Understanding the various risks is very difficult. Many of the numbers involved are simply unknown, especially when the time scales involve many thousands of years. But there are also more complicated sources of uncertainty. Government inspectors will help prevent dangerous cost-cutting in nuclear facilities, but then government inspectors are themselves corruptible too. Nuclear advocates will point out that there have been no documented fatalities due to plutonium toxicity. But of course the people that handle plutonium employ many safety measures. Is plutonium safe because we know how dangerous it is? It's a bit like how the Mutually Assured Destruction provided by nuclear weapons has made the world a safer place, in some sense or other.
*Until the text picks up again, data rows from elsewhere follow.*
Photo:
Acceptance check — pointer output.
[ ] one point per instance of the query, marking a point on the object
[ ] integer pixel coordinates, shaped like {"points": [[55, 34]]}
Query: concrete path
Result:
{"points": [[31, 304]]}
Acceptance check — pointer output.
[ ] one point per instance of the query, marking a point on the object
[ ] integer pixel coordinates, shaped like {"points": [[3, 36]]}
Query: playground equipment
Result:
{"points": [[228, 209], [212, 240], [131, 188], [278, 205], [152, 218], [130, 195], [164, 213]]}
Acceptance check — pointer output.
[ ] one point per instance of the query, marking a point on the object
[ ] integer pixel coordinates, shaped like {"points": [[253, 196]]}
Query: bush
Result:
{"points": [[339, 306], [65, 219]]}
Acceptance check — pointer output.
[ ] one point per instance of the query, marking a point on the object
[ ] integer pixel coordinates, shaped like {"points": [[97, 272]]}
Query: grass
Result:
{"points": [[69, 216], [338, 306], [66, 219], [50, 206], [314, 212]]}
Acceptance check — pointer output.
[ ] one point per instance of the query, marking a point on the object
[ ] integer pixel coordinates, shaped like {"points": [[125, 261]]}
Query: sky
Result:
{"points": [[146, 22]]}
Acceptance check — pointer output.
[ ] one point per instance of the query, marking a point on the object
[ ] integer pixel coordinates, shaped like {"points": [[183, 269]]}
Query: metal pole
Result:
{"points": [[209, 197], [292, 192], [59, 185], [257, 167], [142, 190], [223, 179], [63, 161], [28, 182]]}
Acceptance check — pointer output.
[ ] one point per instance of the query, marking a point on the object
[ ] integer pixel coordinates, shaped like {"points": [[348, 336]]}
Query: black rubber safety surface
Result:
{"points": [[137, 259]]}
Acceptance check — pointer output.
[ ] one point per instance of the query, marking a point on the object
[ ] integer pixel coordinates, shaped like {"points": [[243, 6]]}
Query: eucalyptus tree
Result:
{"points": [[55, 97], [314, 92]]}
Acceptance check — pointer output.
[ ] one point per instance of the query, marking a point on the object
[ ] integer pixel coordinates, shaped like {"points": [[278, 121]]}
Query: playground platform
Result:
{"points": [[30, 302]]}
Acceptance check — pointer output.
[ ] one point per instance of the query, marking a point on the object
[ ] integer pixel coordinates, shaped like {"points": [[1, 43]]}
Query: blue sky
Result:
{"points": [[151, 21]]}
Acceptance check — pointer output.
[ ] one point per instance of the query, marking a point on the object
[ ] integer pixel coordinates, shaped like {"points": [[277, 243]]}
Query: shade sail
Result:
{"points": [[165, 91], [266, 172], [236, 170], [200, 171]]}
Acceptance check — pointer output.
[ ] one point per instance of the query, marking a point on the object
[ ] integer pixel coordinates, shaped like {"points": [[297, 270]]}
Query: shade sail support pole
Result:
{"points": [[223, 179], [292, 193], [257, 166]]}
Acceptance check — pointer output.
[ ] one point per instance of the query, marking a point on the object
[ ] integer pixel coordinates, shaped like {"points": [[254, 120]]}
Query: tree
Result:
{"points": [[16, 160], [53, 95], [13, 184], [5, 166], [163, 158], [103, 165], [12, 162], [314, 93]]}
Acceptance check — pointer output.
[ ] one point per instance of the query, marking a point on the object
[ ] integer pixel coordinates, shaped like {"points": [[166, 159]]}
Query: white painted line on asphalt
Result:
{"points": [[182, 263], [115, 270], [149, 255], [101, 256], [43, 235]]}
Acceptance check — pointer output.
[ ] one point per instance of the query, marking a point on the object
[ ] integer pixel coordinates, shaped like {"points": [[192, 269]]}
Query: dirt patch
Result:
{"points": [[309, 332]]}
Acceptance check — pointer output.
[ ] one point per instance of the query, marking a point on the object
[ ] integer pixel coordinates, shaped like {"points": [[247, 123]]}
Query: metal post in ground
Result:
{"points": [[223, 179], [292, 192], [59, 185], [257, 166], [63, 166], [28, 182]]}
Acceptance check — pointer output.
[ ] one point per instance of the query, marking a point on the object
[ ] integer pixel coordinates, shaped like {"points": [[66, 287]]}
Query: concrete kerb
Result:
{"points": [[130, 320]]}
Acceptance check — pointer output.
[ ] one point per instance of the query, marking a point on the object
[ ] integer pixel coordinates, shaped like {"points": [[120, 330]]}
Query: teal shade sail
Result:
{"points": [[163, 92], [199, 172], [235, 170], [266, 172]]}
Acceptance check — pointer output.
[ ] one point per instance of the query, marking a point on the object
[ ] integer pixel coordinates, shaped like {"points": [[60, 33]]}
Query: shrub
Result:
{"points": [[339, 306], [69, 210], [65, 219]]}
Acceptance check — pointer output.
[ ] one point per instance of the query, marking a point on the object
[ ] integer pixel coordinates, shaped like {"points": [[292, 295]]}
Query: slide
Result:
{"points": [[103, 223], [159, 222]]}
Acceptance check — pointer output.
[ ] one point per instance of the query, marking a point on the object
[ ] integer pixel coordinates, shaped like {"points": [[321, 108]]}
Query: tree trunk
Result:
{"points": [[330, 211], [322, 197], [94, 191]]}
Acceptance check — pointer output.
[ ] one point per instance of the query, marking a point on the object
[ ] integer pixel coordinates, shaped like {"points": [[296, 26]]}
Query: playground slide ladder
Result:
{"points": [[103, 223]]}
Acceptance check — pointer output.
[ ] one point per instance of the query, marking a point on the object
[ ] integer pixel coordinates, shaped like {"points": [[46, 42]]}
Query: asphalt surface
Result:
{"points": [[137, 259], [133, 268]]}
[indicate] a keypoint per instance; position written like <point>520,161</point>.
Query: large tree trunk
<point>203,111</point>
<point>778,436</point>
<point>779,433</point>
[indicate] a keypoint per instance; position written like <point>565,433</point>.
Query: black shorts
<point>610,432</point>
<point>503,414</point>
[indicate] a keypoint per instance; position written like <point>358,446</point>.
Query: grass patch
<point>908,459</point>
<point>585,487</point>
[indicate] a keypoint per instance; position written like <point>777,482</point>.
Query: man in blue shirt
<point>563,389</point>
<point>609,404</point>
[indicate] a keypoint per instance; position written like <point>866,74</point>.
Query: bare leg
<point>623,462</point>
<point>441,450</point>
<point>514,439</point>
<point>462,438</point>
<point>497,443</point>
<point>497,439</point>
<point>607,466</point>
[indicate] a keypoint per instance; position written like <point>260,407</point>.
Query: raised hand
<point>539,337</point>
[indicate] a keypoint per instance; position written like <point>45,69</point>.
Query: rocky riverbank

How can we decide what to do, in a game with such high stakes, with such high uncertainty, faced with such paradoxical logic? At least if we can get some common understanding of the predicament, that might be a start!

1 comment:

  1. ah, another way that the nuclear option can fail to go according to plan: humanity may well be nearing all sorts of ecological limits beyond energy related ones like greenhouse gases and peak oil. Without nuclear power, we might well hit those limits earlier. Nuclear power could enable us to push growth etc. significantly more, which could cause us to hit those limits much harder.

    E.g. the added growth enabled by nuclear power could drive us into such a severe overshoot that the risk of human extinction is considerably increased.